I didn't know this about roughies, so thought I would include it.

Poisonous fishes

Poisons in fishes have been acquired in the course of evolution and are therefore a characteristic of the species or, as with ciguatera, are produced by a micro-organism and accumulated through the food chain. Probably best known among poisonous fishes are the puffers or toadfishes, which have their own tetradotoxin, a powerful neurotoxin that regularly causes fatalities in countries where these fishes are consumed. In other groups, like the Dragonettes or Stinkfishes (Callionymidae), the poison contained in the flesh is less potent and acts more as a poor tasting deterrent. In the Roughies (Trachichthyidae), the poison is in the skin or mucous so the fish is not seriously harmed before the deterrent has had its effect. Still others, like the Prowfishes (Pataecidae) and Boxfishes (Ostraciidae), can release a poison to the water to ward off attackers. Ciguatera, also known as tropical fish poisoning, is first produced by the dinoflagellate Gambierdiscus toxicus. The toxin is then concentrated as fishes feeding on the single celled organisms are eaten and they are in turn eaten by ever larger predators, right up the food chain. Only when the amount of poison in a fish reaches a critical concentration does it have the devastating effect on humans who may consume affected fishes.
 
Hi all tried some experiments with the gaitors with some decent needles and because of room around your leg I can't get a needle through the boot and I mean trying to bang it in fast they just flex out the way the only way I can get it through is to hold it tightly against my leg oouuch which won't happen when wearing them so in the interest of science my pain is your gain. :eek:
 
that does it the all the testing has been done gonna get me a pair oops sorry make me a pair
anyone want a shop bought pair (out doors and beyond) lol
 
The original gumboot top snake gaiters (with air holes punched in them) were proposed by a queensland prospector I think, and posted on the other forum in 2008 & 2011.
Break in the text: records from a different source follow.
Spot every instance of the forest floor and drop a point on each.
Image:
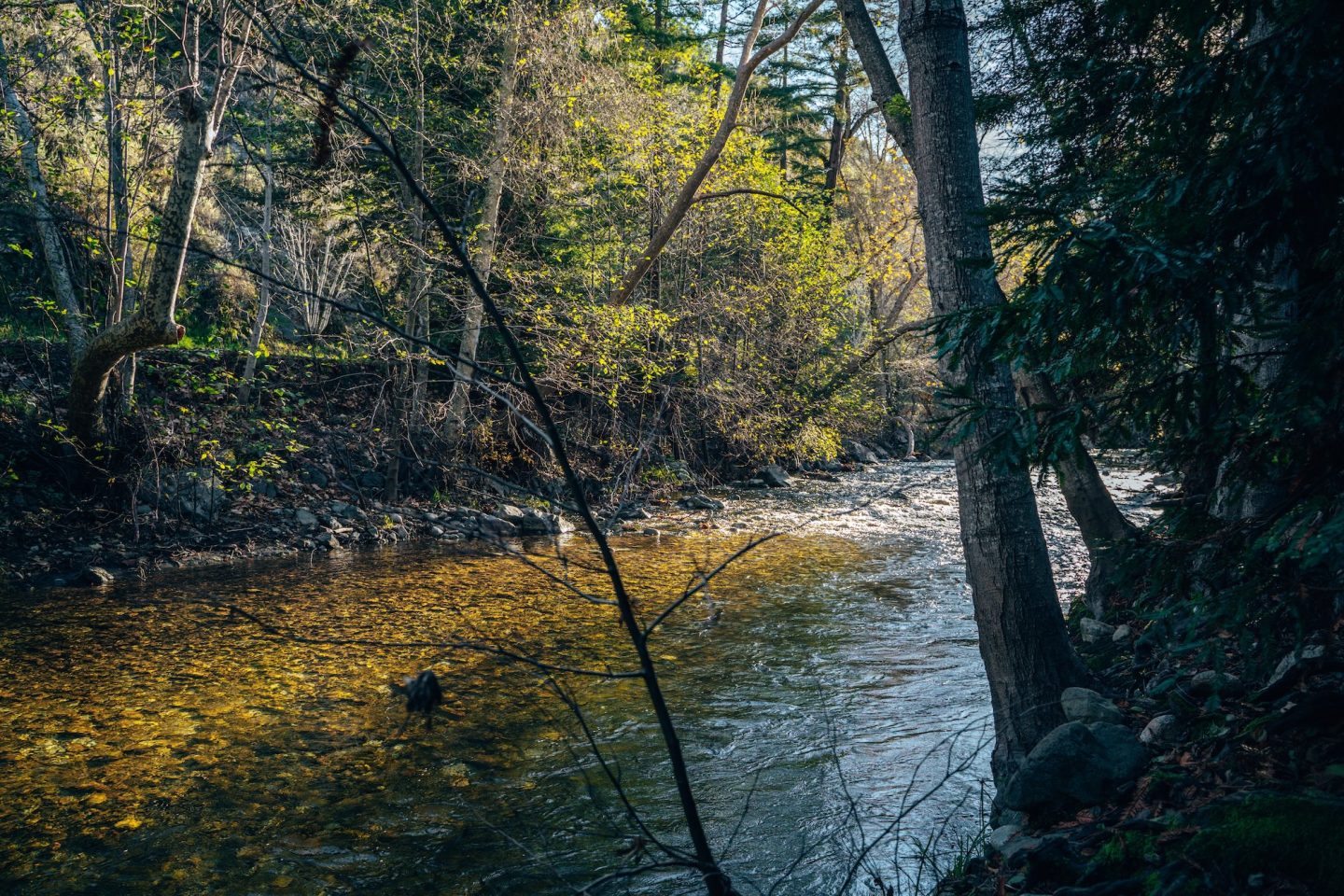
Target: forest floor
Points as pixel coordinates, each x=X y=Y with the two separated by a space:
x=204 y=481
x=1239 y=785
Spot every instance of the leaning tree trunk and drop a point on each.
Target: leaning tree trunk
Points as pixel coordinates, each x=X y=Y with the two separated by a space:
x=268 y=175
x=483 y=257
x=1022 y=633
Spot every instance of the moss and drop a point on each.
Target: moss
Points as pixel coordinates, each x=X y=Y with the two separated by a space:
x=1280 y=835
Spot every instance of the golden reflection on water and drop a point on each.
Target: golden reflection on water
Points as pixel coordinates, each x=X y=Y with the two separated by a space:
x=156 y=742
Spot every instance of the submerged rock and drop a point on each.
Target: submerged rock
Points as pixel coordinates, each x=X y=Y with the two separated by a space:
x=858 y=452
x=1096 y=632
x=1087 y=706
x=1072 y=767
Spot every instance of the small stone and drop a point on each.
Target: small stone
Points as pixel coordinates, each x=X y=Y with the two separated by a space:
x=1207 y=682
x=1292 y=666
x=1161 y=731
x=1086 y=706
x=699 y=503
x=1096 y=630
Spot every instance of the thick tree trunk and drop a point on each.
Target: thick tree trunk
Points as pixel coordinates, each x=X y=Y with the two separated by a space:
x=483 y=257
x=839 y=116
x=1022 y=635
x=57 y=268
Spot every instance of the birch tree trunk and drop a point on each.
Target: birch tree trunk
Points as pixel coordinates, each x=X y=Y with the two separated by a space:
x=57 y=268
x=268 y=175
x=1022 y=633
x=153 y=323
x=483 y=256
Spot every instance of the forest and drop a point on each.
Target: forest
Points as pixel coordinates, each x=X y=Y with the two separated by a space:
x=760 y=446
(Not to say vstrom did not come up with idea himself)

Some blokes tried them but they do get hot. I would never use them because when I was 16, I was stalking a rabbit with a rifle and trod on a big brown snake. It bit into the gumboot and its fangs got caught in the boot for a few seconds with venom running down the inside of the boot down my leg. It was still attached for a while even after I kicked the boot off, and it was obvious by its thrashing that it was stuck on the boot.
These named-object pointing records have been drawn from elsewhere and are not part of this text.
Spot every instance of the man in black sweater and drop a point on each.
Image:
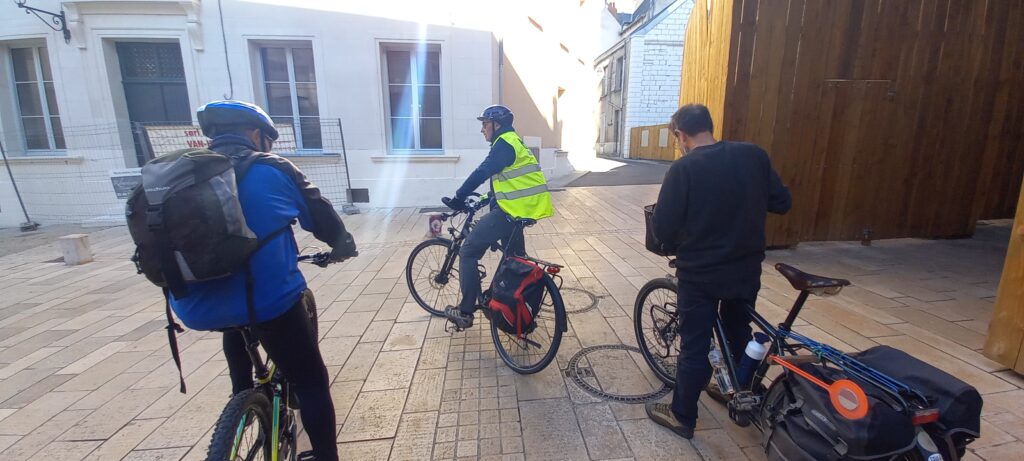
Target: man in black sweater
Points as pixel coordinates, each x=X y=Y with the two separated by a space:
x=712 y=207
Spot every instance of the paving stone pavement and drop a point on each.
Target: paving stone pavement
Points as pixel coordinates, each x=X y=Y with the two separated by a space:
x=85 y=371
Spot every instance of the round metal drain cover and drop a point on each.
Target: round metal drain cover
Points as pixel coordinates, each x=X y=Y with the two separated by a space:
x=607 y=371
x=578 y=300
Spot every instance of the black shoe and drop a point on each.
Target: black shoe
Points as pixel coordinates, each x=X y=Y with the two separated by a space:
x=461 y=320
x=662 y=414
x=716 y=393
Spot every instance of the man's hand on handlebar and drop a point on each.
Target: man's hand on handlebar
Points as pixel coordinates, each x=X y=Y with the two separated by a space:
x=457 y=204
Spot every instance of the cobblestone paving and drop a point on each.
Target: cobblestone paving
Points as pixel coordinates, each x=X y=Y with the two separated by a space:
x=85 y=371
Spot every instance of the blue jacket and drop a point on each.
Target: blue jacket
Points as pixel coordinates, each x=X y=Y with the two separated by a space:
x=273 y=194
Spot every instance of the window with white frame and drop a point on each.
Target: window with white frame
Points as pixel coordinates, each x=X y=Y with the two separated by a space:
x=37 y=99
x=620 y=73
x=289 y=80
x=413 y=79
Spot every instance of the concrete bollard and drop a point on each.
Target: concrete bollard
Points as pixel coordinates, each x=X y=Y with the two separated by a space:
x=75 y=249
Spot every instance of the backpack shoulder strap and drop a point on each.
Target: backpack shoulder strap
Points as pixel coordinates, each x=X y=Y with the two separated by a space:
x=172 y=329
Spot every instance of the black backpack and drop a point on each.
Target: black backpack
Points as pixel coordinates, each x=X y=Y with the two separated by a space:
x=803 y=425
x=515 y=296
x=187 y=224
x=186 y=221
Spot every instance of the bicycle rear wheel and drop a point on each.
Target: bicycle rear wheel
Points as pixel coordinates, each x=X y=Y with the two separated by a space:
x=430 y=286
x=535 y=350
x=244 y=429
x=656 y=328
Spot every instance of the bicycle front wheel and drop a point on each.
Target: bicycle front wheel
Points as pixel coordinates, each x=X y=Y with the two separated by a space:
x=656 y=324
x=535 y=350
x=432 y=276
x=244 y=429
The other factor that added to the shock of the incident was the amazing strong force that hit my leg when the snake struck
cheers RDD
 
vstrom said:
And yet you didn't get bit imagine if you weren't wearing them.? :thanks for making my point.

Your right mate, without the boots, 3km from home, and skinny and lite weight, I probably would have died if that giant brown did get me good. I do think how lucky I was occasionally....its one of those memories that become hard wired.